Erreurs fréquentes dans le calcul du TAEG

  • Confondre taux simple et taux effectif : additionner les coûts ne suffit pas, il faut les intégrer dans une logique d’actualisation.
  • Oublier les frais prélevés à la mise en place : ce sont souvent ceux qui augmentent le plus vite le TAEG.
  • Négliger l’assurance obligatoire : si elle conditionne l’octroi, elle influence le coût réel du crédit.
  • Comparer des durées différentes sans corriger l’analyse : un taux comparable ne remplace pas l’étude du coût total.
  • Utiliser une fréquence de paiement erronée : mensualité, trimestre ou semestre modifient la structure du calcul actuariel.

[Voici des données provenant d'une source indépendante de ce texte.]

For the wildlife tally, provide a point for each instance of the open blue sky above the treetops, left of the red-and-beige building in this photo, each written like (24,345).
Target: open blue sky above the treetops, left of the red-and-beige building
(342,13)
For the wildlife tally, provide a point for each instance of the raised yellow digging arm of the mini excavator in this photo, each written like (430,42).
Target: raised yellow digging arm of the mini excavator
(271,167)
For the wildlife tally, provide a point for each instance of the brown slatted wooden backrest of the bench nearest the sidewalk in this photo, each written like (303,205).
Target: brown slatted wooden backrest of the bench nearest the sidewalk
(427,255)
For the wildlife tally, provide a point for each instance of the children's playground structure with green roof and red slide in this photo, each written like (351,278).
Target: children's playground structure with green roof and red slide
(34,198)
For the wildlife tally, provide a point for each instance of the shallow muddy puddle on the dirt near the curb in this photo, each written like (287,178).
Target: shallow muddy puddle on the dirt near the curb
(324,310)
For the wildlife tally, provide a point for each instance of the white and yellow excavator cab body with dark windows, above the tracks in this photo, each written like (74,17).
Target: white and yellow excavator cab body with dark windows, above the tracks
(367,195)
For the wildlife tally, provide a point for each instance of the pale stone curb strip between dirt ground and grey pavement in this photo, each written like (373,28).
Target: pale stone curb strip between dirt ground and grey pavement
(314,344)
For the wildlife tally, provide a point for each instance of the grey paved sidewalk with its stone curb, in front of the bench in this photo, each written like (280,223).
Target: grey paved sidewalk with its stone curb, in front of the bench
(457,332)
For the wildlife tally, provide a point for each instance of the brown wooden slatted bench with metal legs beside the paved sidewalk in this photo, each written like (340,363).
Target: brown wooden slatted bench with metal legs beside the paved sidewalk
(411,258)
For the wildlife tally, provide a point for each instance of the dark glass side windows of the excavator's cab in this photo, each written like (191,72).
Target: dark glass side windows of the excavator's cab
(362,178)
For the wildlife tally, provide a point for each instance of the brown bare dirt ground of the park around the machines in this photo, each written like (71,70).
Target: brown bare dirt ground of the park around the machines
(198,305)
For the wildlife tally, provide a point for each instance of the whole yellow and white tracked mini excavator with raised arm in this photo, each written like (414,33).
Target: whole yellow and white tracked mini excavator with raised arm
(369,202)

Méthode de lecture experte pour comparer deux offres

Une méthode professionnelle consiste à partir du capital net réellement disponible, puis à reconstruire toute la série des paiements. C’est exactement l’approche implémentée dans le calculateur ci-dessus. Si vous recevez moins d’argent que le capital affiché au contrat, ce delta doit être traité comme un coût initial. Ensuite, chaque charge imposée à chaque échéance doit être ajoutée aux remboursements. Ce n’est qu’après cette reconstitution qu’un taux annuel effectif global devient réellement comparable.

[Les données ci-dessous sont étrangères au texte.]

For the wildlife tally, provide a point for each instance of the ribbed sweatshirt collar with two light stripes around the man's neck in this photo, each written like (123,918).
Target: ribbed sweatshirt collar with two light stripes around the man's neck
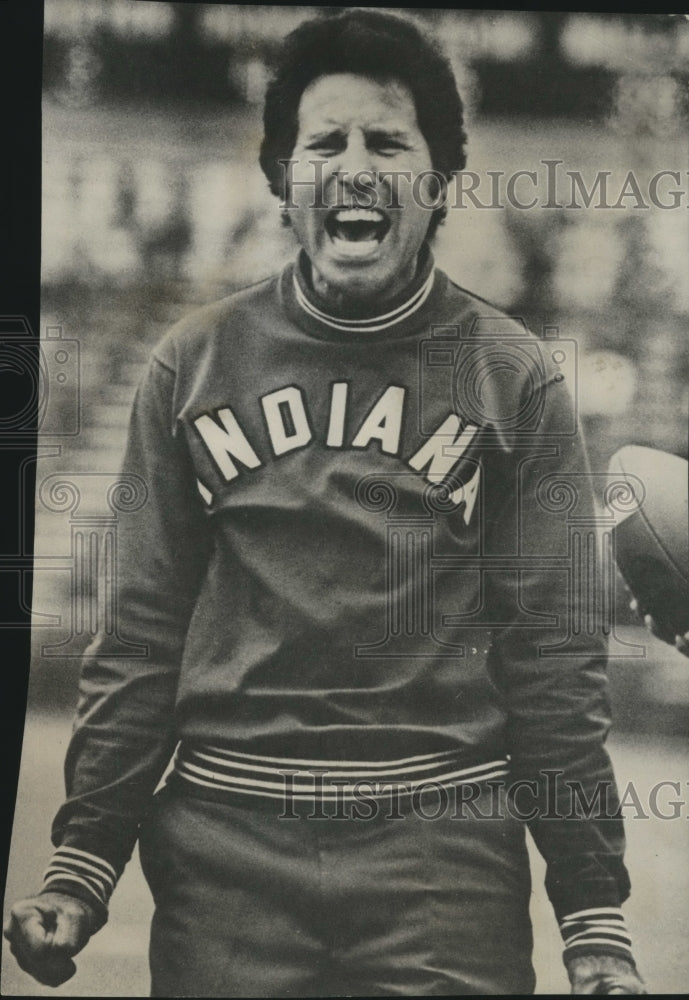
(400,317)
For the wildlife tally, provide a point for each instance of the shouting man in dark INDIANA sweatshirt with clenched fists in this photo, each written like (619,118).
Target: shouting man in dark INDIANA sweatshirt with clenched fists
(343,581)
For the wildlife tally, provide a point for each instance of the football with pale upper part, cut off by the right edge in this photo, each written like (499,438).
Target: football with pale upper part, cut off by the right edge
(648,492)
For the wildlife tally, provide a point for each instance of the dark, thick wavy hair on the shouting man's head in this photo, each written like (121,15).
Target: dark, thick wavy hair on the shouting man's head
(377,45)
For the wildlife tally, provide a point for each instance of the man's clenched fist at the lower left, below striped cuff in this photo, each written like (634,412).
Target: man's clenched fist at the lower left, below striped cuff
(46,931)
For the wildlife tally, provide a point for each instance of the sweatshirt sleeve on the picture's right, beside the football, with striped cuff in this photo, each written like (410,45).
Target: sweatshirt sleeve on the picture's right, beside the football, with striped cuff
(548,659)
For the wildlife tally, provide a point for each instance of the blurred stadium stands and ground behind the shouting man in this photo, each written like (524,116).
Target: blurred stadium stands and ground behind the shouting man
(153,202)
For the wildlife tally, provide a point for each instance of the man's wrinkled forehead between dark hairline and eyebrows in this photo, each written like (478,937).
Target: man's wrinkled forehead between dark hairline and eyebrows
(341,101)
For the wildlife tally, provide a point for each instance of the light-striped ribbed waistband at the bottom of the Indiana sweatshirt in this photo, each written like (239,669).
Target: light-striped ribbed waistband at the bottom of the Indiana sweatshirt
(217,769)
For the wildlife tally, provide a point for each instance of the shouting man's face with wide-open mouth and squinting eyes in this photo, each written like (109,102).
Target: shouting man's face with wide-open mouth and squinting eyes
(359,128)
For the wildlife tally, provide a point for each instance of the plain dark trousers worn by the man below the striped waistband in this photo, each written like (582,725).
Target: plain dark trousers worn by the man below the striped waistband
(251,904)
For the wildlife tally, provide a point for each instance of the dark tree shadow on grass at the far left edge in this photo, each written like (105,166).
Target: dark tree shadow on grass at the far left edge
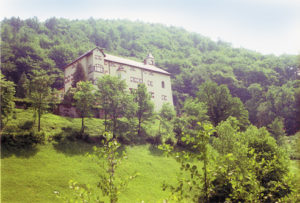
(18,151)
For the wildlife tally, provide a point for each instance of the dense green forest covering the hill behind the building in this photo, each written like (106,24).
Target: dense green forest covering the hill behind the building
(267,85)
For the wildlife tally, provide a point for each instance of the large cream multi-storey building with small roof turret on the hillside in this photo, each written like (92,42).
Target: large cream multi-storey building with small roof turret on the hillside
(96,63)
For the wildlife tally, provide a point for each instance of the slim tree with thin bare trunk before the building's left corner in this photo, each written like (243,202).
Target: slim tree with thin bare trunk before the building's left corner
(85,99)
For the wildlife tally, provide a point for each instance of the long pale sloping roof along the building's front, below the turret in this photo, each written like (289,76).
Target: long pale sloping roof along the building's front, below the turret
(124,61)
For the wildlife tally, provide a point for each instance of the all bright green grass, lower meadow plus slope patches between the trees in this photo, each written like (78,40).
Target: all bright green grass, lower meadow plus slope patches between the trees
(33,174)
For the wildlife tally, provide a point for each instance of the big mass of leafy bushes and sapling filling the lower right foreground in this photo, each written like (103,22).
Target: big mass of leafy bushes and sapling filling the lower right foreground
(247,167)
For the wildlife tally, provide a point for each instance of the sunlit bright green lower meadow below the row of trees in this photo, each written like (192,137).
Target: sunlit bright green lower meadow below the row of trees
(34,178)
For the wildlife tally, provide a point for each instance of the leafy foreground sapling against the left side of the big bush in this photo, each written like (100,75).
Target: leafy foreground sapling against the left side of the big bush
(197,185)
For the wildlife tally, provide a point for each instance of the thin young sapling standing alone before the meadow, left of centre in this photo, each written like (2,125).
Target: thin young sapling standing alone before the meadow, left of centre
(108,159)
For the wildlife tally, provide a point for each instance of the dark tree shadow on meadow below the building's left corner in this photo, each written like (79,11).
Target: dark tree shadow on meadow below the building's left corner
(73,148)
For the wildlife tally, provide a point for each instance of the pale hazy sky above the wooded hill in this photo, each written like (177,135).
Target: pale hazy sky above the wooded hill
(265,26)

  1. Relevez le capital contractuel et les frais déduits immédiatement.
  2. Identifiez le taux de base et la durée exacte du prêt.
  3. Ajoutez toute assurance ou tout service obligatoire payé périodiquement.
  4. Comparez le TAEG calculé et non seulement le taux nominal commercial.
  5. Contrôlez enfin la mensualité et le coût total pour valider l’adéquation à votre budget.

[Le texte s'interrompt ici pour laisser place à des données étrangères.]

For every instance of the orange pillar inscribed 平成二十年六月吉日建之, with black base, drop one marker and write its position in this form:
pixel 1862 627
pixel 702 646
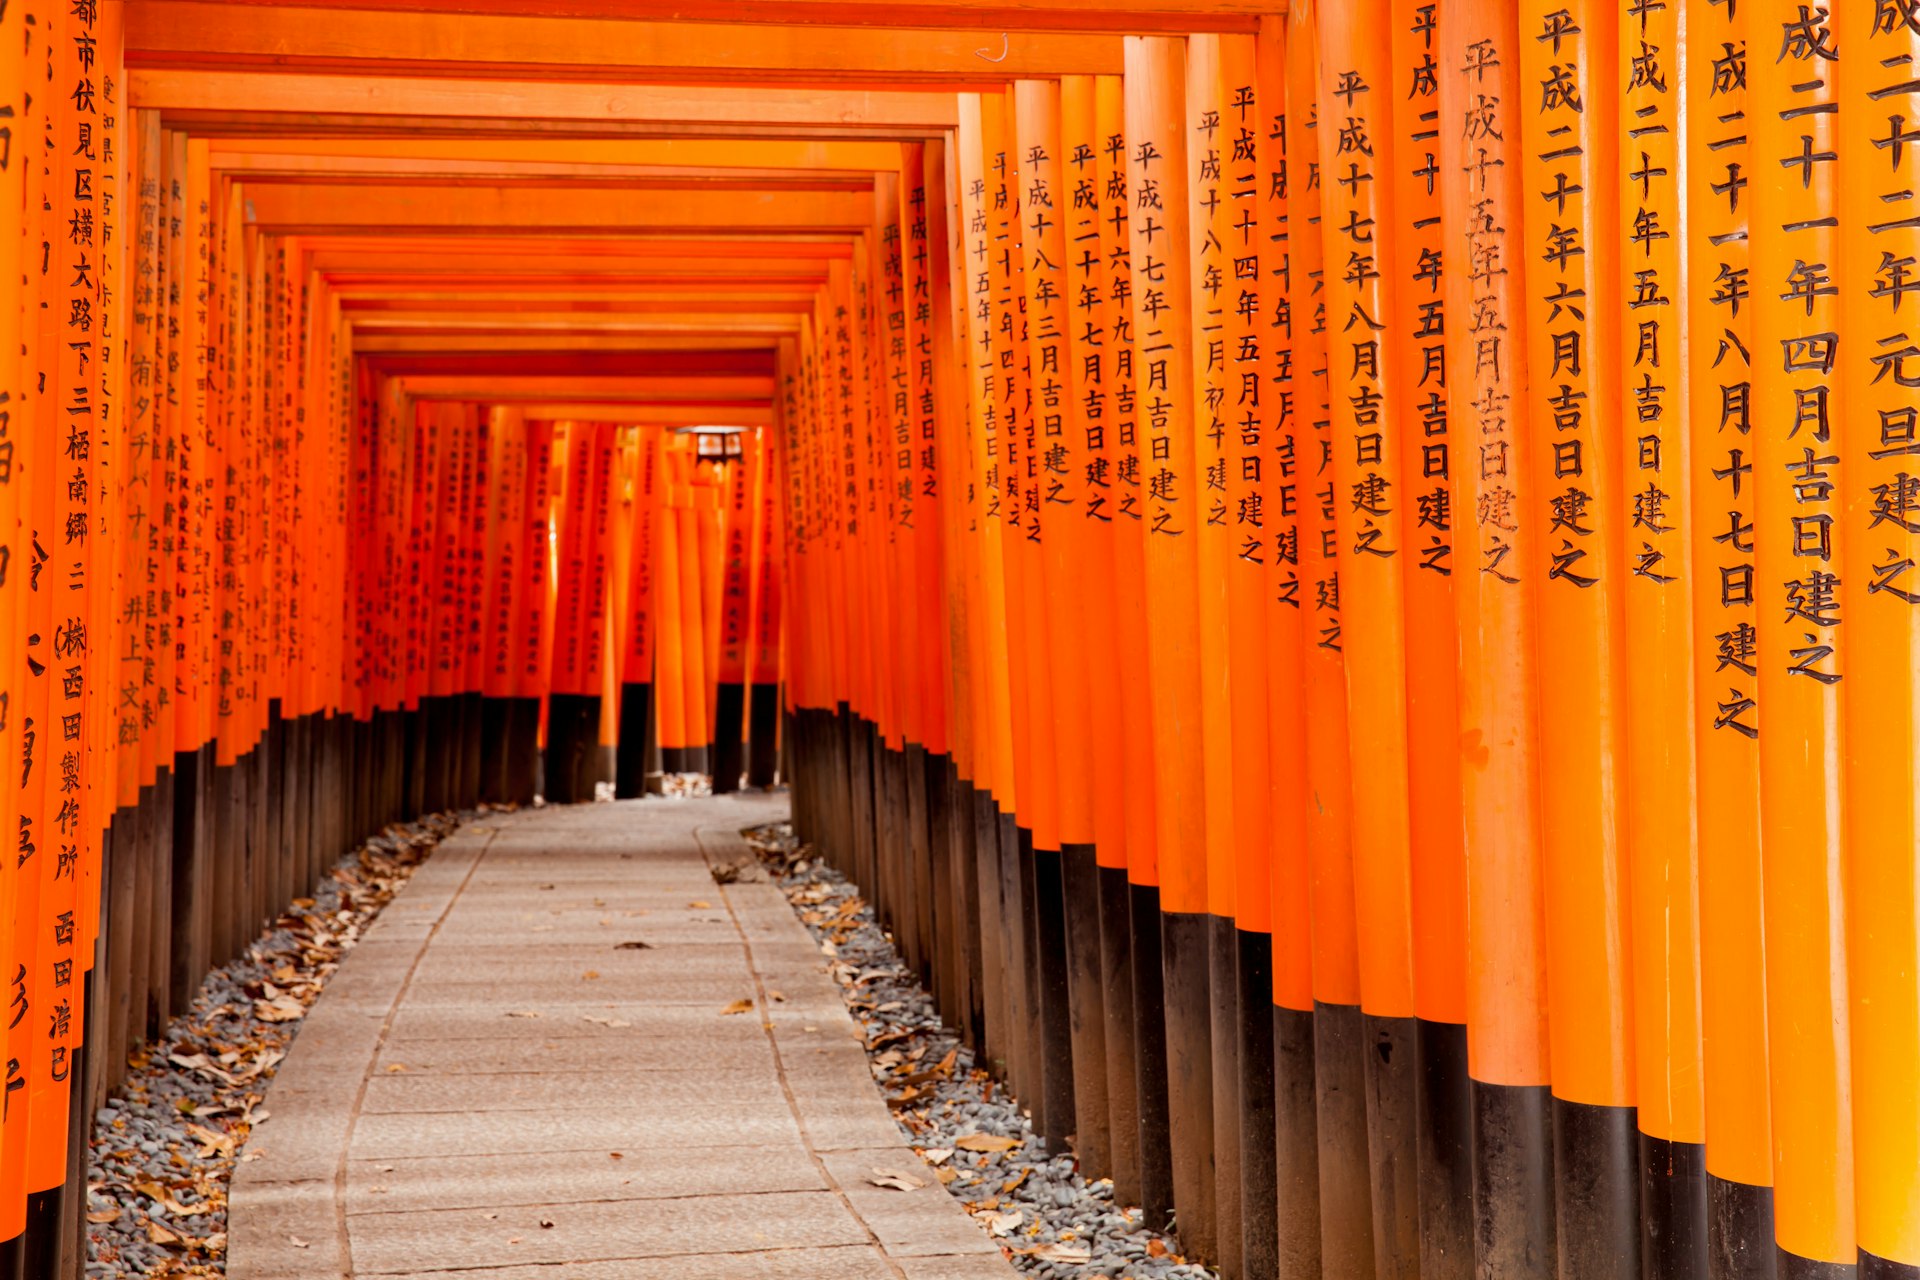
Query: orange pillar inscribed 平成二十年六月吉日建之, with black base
pixel 1573 256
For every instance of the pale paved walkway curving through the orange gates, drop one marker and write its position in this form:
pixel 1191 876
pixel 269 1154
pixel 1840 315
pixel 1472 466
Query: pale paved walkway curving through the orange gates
pixel 525 1070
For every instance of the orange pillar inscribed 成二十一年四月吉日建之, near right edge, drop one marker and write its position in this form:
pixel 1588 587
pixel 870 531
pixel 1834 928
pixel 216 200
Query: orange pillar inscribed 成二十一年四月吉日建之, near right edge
pixel 1804 655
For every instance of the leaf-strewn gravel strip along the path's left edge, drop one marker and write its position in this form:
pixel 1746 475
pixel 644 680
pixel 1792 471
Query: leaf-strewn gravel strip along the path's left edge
pixel 164 1150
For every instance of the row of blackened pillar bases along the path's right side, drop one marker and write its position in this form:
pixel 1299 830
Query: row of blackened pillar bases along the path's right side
pixel 1284 1145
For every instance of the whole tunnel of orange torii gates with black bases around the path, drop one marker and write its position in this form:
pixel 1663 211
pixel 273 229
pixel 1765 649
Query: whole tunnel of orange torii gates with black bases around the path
pixel 1345 579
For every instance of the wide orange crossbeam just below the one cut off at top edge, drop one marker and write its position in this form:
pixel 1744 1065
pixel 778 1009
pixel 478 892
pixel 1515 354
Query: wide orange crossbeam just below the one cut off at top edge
pixel 189 34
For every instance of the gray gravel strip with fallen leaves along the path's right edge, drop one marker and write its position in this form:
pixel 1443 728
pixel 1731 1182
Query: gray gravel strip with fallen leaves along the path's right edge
pixel 1032 1202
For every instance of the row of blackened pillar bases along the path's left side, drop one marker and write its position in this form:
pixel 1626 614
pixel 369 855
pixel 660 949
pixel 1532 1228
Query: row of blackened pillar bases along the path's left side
pixel 210 853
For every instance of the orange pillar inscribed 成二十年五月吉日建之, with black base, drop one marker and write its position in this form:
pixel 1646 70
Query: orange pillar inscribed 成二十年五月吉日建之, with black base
pixel 1656 502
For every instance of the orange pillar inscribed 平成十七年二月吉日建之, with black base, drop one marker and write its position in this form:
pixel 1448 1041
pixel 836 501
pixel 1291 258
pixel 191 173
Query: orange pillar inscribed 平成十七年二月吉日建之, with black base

Références utiles et sources d’autorité

Pour approfondir la logique de l’APR, des coûts du crédit et des règles de comparaison, vous pouvez consulter des sources institutionnelles reconnues :

Ces ressources sont rédigées dans un cadre principalement américain, mais elles restent très pertinentes pour comprendre la distinction fondamentale entre taux nominal et taux annuel effectif, ainsi que la logique de transparence imposée aux prêteurs.

En résumé

Le calcul du TAEG formule selon taux de base ne consiste pas à “corriger un peu” le taux nominal. Il s’agit d’un véritable calcul actuariel appliqué à des flux financiers réels : capital net perçu aujourd’hui contre série des paiements futurs. Plus les frais sont élevés, plus le capital réellement disponible diminue et plus le TAEG augmente. Plus l’assurance obligatoire est importante, plus l’écart entre taux de base et TAEG devient visible. Et plus la durée change, plus il faut distinguer coût annuel, coût mensuel et coût total.

Si vous utilisez correctement le calculateur de cette page, vous disposerez d’une lecture beaucoup plus fiable de vos offres de financement. C’est l’outil adapté pour éviter les comparaisons superficielles, détecter l’impact des frais cachés et arbitrer entre mensualité supportable et coût complet du crédit.